GUIDO: Des souvenirs de jobs d'étudiants?
duBus
: Le GB comme tout le monde. Mais, j'ai également été brancardier à Cavell. Il fallait seulement porter les gens de leur chambre au quartier opératoire. Cependant, je me suis très vite retrouvé dans le quartier opératoire, à aider en salle d' op ' carrément! A changer les bonbonnes d'oxygène pendant les opérations, nettoyer les plateaux… Ils voulaient m'engager, j'aurais donc pu trouver un boulot là. Mais, non!

GUIDO: Quel bilan tireriez-vous de vos années d'études?

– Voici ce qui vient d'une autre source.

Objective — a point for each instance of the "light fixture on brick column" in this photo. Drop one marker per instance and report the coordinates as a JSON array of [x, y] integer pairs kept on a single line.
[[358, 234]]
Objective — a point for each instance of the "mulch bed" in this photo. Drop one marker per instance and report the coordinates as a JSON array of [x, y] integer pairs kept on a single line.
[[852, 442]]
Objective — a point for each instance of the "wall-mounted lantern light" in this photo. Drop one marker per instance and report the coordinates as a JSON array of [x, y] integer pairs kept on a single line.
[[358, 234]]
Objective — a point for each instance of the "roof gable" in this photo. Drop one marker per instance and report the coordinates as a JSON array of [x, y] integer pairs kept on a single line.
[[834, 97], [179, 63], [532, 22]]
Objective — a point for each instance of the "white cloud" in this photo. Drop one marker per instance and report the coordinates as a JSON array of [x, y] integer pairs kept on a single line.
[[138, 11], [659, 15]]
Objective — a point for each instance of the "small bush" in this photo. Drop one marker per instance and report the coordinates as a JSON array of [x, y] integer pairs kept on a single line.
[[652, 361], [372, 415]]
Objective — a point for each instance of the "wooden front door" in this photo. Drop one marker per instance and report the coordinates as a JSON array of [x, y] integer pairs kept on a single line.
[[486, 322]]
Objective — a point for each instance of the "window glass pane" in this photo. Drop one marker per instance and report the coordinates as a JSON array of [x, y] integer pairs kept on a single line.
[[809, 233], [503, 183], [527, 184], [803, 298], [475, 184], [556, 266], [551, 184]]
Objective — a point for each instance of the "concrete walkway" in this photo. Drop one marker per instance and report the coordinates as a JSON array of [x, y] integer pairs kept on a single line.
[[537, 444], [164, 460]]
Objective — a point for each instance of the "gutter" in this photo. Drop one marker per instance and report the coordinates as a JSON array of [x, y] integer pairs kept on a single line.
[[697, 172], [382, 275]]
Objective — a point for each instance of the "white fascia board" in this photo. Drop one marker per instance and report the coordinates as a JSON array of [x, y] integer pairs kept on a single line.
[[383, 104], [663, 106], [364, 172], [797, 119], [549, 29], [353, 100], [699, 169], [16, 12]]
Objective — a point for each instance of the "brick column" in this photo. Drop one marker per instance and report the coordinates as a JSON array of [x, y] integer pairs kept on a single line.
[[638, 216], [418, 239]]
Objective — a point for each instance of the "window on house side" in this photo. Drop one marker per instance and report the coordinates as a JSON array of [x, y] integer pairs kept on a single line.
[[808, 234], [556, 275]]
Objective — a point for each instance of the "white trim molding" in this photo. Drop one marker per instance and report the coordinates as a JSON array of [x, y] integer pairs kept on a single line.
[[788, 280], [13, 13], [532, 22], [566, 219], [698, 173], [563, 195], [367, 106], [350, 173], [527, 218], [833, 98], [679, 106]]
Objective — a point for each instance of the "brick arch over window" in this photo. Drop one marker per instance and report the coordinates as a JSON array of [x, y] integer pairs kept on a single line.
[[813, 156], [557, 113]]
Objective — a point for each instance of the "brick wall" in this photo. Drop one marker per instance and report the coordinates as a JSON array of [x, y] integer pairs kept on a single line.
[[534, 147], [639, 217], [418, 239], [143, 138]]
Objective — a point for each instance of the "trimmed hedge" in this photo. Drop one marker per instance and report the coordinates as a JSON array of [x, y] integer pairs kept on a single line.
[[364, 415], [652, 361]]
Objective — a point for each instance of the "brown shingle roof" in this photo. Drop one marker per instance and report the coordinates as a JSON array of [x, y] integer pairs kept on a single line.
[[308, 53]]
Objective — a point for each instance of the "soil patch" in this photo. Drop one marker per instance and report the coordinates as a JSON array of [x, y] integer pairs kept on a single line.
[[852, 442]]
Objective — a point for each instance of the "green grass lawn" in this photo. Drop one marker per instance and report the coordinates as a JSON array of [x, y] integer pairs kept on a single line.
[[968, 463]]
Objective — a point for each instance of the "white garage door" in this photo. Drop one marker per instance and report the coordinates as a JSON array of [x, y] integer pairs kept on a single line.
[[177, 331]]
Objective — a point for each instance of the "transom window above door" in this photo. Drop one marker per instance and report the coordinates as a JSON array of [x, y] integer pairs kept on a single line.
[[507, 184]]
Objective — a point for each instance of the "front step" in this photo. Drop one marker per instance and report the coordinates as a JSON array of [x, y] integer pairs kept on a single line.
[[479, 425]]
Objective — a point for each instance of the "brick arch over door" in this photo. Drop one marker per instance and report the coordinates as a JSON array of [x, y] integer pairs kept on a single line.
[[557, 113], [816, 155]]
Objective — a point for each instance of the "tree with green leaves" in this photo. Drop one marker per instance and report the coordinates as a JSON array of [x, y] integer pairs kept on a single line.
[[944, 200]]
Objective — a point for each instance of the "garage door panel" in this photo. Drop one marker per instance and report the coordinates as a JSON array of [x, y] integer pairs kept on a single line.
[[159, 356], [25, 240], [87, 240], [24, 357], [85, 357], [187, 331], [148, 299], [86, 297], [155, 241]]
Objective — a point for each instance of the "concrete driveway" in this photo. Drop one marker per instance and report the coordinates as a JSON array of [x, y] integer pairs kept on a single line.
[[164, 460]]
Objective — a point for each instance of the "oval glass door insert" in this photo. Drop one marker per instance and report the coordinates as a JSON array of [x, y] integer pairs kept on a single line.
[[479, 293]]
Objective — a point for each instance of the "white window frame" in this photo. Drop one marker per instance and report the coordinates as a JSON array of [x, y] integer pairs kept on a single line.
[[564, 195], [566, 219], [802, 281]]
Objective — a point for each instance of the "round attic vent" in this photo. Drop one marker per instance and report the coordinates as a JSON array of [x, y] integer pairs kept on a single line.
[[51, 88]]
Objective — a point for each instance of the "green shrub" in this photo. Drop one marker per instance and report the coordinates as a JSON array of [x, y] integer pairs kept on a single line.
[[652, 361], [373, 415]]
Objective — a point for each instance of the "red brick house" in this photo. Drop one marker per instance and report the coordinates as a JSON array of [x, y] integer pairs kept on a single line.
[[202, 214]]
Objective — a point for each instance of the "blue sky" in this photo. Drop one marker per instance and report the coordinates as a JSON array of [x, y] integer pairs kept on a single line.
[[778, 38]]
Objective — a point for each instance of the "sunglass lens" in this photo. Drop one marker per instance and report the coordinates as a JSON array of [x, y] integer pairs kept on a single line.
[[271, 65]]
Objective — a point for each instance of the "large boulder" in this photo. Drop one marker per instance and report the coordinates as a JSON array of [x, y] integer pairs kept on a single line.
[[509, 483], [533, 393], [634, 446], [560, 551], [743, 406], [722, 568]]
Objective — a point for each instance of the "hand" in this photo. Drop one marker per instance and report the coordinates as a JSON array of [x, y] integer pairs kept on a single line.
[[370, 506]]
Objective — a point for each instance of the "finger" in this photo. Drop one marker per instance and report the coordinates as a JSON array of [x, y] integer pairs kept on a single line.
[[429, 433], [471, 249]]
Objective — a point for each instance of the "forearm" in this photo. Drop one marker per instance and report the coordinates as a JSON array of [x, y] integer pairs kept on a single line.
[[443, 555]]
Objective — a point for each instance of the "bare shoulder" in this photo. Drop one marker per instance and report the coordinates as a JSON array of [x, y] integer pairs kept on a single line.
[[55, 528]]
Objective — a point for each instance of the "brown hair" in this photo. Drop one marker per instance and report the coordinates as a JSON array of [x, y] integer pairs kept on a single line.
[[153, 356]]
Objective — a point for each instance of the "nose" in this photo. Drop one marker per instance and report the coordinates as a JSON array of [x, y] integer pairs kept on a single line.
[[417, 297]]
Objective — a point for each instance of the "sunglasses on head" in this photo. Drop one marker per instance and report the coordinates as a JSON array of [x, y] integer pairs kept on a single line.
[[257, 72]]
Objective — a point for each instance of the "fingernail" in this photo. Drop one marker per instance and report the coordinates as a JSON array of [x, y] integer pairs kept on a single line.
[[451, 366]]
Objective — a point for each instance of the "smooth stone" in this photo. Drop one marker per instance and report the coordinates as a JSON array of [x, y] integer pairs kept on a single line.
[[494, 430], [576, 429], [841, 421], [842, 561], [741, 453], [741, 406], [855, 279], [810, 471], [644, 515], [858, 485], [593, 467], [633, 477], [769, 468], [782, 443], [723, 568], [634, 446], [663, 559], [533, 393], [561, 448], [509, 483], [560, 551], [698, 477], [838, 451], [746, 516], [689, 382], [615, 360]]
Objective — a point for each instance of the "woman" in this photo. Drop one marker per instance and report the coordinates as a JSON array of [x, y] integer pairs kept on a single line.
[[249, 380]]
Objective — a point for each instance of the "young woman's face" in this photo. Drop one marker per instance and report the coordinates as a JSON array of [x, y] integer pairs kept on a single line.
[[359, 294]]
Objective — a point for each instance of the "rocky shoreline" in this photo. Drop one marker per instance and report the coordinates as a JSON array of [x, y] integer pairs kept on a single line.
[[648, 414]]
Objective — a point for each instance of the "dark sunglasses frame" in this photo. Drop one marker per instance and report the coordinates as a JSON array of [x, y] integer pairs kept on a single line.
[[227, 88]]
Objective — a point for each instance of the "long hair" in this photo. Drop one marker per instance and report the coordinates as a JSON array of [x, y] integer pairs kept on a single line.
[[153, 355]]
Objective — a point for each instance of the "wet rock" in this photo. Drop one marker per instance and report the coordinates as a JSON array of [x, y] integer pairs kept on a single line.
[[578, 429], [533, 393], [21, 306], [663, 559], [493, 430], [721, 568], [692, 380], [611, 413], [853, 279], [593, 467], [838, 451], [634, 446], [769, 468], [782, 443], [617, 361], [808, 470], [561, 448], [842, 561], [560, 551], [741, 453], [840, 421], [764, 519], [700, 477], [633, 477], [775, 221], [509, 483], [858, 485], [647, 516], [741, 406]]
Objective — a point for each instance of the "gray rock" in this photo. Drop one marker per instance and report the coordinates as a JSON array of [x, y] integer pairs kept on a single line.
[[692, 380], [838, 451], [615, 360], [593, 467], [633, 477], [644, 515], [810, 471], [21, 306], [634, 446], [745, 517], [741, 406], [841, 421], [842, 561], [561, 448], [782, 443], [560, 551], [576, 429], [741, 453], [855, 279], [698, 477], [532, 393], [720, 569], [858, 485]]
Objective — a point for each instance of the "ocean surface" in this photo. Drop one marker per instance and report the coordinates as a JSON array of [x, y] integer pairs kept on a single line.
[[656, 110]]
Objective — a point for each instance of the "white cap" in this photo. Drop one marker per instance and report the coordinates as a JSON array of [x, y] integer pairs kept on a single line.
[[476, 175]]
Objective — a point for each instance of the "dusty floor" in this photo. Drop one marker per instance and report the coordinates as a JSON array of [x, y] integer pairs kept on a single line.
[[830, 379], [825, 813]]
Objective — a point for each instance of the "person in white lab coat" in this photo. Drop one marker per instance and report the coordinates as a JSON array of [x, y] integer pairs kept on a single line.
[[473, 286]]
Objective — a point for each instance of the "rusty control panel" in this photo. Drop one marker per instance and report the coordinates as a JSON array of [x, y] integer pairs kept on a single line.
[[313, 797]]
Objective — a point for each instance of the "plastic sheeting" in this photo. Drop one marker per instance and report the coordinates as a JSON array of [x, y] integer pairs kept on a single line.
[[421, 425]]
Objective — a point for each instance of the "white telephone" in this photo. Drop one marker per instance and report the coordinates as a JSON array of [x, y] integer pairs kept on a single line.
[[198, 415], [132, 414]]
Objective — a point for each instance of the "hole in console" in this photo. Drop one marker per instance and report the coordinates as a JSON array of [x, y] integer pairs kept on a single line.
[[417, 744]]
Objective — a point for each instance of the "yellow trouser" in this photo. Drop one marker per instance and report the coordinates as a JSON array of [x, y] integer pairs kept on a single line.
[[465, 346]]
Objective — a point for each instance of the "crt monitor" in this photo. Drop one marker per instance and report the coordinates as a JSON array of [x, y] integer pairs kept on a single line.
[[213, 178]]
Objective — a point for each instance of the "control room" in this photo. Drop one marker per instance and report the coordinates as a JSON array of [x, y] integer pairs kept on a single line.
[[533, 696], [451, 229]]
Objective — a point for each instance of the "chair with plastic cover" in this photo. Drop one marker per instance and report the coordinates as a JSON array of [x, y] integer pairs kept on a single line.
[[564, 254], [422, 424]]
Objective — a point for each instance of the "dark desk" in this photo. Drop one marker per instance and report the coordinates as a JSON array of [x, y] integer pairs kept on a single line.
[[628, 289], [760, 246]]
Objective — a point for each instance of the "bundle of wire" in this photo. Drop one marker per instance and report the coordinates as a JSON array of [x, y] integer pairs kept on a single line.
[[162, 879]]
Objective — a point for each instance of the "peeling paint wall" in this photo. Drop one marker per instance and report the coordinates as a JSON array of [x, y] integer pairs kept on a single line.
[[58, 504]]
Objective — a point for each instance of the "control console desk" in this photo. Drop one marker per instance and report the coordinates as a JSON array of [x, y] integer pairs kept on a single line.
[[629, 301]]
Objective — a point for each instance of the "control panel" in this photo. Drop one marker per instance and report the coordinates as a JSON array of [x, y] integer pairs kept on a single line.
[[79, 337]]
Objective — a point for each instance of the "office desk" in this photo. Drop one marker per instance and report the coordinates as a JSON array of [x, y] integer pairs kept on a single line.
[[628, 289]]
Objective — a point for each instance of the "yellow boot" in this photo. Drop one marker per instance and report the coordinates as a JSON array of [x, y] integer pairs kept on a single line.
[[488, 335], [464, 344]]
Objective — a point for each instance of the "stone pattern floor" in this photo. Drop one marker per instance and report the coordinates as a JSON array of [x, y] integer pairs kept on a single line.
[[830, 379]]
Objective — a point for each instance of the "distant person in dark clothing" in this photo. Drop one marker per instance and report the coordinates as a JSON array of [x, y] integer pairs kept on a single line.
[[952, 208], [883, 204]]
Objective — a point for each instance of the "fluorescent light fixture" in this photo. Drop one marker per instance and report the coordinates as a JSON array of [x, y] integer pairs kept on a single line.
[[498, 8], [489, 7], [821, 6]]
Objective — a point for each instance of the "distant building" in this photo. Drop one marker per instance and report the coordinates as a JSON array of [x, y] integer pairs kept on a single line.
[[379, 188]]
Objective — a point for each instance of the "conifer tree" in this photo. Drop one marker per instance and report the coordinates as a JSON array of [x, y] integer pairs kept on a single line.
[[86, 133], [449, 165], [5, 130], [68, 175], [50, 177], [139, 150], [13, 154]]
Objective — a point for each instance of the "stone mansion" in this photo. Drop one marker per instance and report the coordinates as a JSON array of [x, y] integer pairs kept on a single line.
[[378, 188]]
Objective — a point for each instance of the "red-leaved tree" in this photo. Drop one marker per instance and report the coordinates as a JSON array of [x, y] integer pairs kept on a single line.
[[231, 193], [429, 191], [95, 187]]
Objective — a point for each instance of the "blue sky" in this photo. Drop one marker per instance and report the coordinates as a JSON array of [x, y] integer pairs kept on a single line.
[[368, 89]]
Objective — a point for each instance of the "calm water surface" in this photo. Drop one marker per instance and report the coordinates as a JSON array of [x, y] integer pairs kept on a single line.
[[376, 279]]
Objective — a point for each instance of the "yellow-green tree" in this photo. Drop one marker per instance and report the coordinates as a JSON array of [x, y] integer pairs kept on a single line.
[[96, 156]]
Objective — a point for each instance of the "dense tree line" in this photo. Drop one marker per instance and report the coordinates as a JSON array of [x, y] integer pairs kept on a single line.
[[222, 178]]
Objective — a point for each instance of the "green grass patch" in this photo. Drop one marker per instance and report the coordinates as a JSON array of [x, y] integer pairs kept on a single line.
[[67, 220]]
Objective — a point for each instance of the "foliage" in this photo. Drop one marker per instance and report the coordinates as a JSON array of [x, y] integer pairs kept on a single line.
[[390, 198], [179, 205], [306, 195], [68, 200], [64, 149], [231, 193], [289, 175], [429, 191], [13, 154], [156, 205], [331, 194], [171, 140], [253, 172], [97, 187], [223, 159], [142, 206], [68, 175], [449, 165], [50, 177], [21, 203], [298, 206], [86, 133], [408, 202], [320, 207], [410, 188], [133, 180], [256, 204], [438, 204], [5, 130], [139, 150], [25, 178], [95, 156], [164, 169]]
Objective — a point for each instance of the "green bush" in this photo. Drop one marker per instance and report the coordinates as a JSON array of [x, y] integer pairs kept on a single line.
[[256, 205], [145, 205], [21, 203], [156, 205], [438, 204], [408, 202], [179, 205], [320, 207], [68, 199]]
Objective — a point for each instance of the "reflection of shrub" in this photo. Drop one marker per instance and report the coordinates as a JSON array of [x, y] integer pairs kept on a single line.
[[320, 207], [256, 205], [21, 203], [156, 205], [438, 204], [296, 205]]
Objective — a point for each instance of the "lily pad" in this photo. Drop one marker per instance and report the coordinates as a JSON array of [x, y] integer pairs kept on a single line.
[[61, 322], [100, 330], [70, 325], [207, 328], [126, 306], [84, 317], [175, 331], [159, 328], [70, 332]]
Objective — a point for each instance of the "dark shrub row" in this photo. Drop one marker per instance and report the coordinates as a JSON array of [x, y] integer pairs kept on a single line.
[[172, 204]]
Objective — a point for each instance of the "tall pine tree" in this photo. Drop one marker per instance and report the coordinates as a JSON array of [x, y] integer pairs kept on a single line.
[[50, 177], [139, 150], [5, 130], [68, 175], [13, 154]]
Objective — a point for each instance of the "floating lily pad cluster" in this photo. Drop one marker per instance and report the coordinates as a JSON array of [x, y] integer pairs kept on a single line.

duBus : Je n'ai jamais été un étudiant très consciencieux. J'ai toujours réussi sans plus, avec de temps à autre un coup d'éclat. Je n'ai jamais vraiment travaillé beaucoup, mes copains à l' unif se foutaient d'ailleurs de ma gueule parce que je ne foutais rien. J'ai toujours fait le strict minimum pour qu'on ne m'embête pas. Je me souviens encore des remarques de mes profs: "Est doué, mais ne travaille pas"! C'est en gros le résumé de toutes mes années d'études.

GUIDO: Une fois votre diplôme en poche, vous avez eu votre lot d'années de galère?
duBus
: Je n'ai pas vraiment galéré puisque j'ai réalisé un premier bouquin pour enfants assez vite après avoir fait le siège chez Casterman. Ce qui a bien marché et m'a lancé.